Dua orang anggota gereja terlibat pertengkaran. Akibatnya, salah seorang dari mereka akhirnya tidak lagi mau datang ke gereja. Ketika ditanya oleh para pelawat yang datang ke rumahnya, ia menjawab, “Saya tidak sudi melihat muka orang itu lagi. Orang munafik. Jijik saya melihat wajahnya.”

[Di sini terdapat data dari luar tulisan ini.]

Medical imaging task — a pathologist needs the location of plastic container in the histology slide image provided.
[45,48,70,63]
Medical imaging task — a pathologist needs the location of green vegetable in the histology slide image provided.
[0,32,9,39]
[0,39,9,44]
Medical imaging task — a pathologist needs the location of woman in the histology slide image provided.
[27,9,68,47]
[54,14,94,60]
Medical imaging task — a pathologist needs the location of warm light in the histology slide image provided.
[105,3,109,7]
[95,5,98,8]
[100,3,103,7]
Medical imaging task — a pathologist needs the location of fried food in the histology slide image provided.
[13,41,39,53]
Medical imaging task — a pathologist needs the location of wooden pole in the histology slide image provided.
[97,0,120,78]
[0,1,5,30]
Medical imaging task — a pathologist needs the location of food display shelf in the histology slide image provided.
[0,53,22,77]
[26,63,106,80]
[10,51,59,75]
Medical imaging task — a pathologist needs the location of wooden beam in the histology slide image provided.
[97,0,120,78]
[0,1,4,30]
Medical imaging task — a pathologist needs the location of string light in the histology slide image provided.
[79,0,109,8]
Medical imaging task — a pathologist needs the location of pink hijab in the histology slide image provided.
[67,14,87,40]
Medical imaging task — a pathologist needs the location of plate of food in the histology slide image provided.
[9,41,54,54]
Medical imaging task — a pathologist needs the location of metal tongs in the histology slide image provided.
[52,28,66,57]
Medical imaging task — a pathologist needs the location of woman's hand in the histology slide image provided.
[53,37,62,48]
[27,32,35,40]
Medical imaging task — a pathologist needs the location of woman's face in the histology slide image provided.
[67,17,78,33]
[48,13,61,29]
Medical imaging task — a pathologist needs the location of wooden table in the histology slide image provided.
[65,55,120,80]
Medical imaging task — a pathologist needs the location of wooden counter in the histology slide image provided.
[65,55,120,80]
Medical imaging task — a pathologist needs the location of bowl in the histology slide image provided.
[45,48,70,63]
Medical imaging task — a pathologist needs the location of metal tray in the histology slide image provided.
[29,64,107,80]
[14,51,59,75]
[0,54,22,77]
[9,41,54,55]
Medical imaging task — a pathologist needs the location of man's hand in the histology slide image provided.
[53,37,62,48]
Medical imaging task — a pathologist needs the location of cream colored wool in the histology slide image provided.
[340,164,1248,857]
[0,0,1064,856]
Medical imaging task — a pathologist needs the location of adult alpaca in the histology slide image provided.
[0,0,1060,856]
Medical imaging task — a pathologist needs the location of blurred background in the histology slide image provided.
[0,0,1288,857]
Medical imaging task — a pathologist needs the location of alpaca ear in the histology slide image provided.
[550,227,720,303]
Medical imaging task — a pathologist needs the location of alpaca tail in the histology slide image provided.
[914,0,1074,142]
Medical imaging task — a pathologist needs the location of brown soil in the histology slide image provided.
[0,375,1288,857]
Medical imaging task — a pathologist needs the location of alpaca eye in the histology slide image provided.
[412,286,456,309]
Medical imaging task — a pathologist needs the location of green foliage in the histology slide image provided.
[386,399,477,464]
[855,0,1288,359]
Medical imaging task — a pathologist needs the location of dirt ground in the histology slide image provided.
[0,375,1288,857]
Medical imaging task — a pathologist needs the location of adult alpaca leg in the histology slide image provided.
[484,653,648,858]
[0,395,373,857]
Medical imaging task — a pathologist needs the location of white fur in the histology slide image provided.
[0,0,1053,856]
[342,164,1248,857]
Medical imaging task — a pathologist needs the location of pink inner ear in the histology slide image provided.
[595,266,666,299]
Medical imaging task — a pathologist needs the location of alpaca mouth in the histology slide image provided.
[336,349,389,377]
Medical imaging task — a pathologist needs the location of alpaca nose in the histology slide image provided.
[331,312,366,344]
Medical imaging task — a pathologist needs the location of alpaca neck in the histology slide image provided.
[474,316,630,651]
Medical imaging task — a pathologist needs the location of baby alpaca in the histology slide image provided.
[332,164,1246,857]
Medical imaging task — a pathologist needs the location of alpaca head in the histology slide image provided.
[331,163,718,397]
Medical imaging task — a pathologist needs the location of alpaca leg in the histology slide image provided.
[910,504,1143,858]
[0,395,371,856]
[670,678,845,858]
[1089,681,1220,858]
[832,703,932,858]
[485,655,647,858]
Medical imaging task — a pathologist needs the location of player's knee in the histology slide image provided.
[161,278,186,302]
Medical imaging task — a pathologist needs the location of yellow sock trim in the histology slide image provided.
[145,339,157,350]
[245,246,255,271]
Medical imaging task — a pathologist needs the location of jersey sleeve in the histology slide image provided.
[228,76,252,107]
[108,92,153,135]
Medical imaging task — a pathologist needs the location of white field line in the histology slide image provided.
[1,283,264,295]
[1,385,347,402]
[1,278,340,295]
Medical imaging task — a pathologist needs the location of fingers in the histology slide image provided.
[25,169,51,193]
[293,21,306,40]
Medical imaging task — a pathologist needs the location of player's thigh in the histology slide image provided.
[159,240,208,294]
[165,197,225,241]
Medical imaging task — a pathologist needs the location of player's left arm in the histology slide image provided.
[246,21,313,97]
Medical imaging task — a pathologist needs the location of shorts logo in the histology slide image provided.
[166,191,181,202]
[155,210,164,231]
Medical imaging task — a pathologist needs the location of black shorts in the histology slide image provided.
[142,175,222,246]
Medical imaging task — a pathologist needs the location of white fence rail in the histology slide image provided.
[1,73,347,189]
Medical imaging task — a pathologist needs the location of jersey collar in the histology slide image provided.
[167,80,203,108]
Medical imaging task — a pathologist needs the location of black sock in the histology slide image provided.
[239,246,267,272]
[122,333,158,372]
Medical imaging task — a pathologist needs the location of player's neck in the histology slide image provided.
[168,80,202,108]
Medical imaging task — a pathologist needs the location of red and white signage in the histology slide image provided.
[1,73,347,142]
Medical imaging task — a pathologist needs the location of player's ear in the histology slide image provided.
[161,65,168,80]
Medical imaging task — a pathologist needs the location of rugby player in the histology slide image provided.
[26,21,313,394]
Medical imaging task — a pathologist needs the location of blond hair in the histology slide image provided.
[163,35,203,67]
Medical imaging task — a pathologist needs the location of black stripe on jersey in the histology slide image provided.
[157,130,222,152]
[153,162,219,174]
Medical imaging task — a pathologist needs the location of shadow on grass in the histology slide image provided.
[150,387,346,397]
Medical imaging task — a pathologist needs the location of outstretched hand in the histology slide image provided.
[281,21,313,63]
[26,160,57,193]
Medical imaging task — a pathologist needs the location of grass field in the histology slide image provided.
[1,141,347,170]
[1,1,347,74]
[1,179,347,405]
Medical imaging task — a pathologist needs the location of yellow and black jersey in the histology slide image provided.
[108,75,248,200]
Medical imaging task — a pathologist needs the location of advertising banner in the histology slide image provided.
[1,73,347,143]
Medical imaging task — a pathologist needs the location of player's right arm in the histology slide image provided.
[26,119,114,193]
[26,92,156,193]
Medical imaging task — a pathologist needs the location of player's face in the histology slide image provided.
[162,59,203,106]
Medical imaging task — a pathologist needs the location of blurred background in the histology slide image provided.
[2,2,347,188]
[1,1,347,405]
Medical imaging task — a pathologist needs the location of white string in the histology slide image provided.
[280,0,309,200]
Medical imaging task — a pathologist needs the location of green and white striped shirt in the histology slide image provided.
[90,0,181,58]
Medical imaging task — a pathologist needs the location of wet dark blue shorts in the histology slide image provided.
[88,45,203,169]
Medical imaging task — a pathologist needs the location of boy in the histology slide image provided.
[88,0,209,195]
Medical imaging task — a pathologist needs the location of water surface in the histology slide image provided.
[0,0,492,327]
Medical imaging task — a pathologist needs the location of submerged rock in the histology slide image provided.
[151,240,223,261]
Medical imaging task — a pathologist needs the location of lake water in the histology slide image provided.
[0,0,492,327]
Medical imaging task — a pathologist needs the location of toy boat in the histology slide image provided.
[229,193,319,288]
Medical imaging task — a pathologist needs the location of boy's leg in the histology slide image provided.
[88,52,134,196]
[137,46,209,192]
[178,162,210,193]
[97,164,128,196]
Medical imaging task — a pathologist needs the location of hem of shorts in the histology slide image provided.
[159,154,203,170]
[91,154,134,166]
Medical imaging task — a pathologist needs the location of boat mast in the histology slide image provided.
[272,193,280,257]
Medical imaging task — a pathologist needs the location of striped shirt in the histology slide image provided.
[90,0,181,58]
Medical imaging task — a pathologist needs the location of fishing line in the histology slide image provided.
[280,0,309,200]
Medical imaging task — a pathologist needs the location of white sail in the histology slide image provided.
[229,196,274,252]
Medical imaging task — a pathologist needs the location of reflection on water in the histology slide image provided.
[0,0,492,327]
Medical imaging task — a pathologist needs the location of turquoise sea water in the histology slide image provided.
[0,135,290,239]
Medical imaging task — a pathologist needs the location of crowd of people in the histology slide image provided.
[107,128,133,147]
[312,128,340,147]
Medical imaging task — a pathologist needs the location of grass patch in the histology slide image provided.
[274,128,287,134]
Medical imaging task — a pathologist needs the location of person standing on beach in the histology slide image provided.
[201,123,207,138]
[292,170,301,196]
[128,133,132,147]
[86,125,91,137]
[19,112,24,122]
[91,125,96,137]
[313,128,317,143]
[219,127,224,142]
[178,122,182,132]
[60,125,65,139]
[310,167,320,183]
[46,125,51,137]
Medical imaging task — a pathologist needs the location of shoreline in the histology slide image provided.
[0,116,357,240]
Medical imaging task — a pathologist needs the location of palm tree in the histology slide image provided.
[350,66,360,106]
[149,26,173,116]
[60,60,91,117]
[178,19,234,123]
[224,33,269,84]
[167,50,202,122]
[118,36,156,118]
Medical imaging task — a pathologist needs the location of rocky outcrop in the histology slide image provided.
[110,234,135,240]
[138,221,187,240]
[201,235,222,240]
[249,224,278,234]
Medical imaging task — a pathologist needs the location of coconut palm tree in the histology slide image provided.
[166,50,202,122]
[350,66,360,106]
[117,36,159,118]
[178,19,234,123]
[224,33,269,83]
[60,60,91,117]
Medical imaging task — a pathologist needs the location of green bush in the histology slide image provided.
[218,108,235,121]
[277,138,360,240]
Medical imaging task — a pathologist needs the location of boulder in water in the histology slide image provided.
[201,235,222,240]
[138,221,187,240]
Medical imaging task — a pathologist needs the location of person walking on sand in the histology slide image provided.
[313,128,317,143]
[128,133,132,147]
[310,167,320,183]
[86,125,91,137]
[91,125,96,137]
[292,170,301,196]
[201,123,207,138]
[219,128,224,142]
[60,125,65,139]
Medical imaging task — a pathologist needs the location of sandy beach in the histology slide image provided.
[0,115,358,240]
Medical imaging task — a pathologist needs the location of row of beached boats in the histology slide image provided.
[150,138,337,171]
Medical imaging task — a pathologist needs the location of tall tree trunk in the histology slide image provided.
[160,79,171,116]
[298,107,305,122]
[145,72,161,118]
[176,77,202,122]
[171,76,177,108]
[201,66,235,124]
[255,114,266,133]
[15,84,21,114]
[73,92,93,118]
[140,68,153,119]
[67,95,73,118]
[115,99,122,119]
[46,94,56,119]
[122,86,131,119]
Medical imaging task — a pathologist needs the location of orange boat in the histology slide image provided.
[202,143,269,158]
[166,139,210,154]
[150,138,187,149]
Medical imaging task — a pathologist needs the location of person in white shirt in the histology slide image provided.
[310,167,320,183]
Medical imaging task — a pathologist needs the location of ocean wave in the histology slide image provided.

Hagar adalah perempuan Mesir yang bekerja sebagai budak bagi Sarai, istri Abram. Sebagai seorang budak, Hagar tidak memiliki kuasa untuk menolak ketika Abram menghampirinya atas perintah Sarai, istri Abram yang meradang karena tidak dapat memiliki anak. Ketika Hagar mengandung, Sarai menjadi marah dan kembali menindas Hagar. Seorang budak perempuan hamil oleh tuannya, tetapi hal itu tidak membangkitkan belas kasih. Sebaliknya, tuduhan buruk bertubi-tubi dialamatkan kepadanya. Tidak ada yang mau mendengar, tidak ada yang mau memandang wajah perempuan budak yang dianggap berdosa. Yang mengejutkan, Allah justru memandang Hagar, melihat penderitaannya, dan tersentuh oleh tangisnya. Karena itu, Ia berjanji akan membuat anaknya menjadi bangsa yang besar.
Sahabat Senior, ketika kita merasa begitu buruk hingga tidak ada seorang pun yang mau memperhatikan dan memandang kita, firman kali ini menyapa kita bahwa Allah Yang Mahakasih menghadapkan wajah-Nya kepada kita. Ia mengerti derita kita dan mau menolong. Sungguh, Ia adalah Allah yang berbelas kasih.
DOA:
Pandang dan kasihanilah kami di tengah ketidakberdayaan kami, ya Allah. Taruhlah kami di hati-Mu dan lindungilah kami dengan tangan-Mu yang kuat. Amin.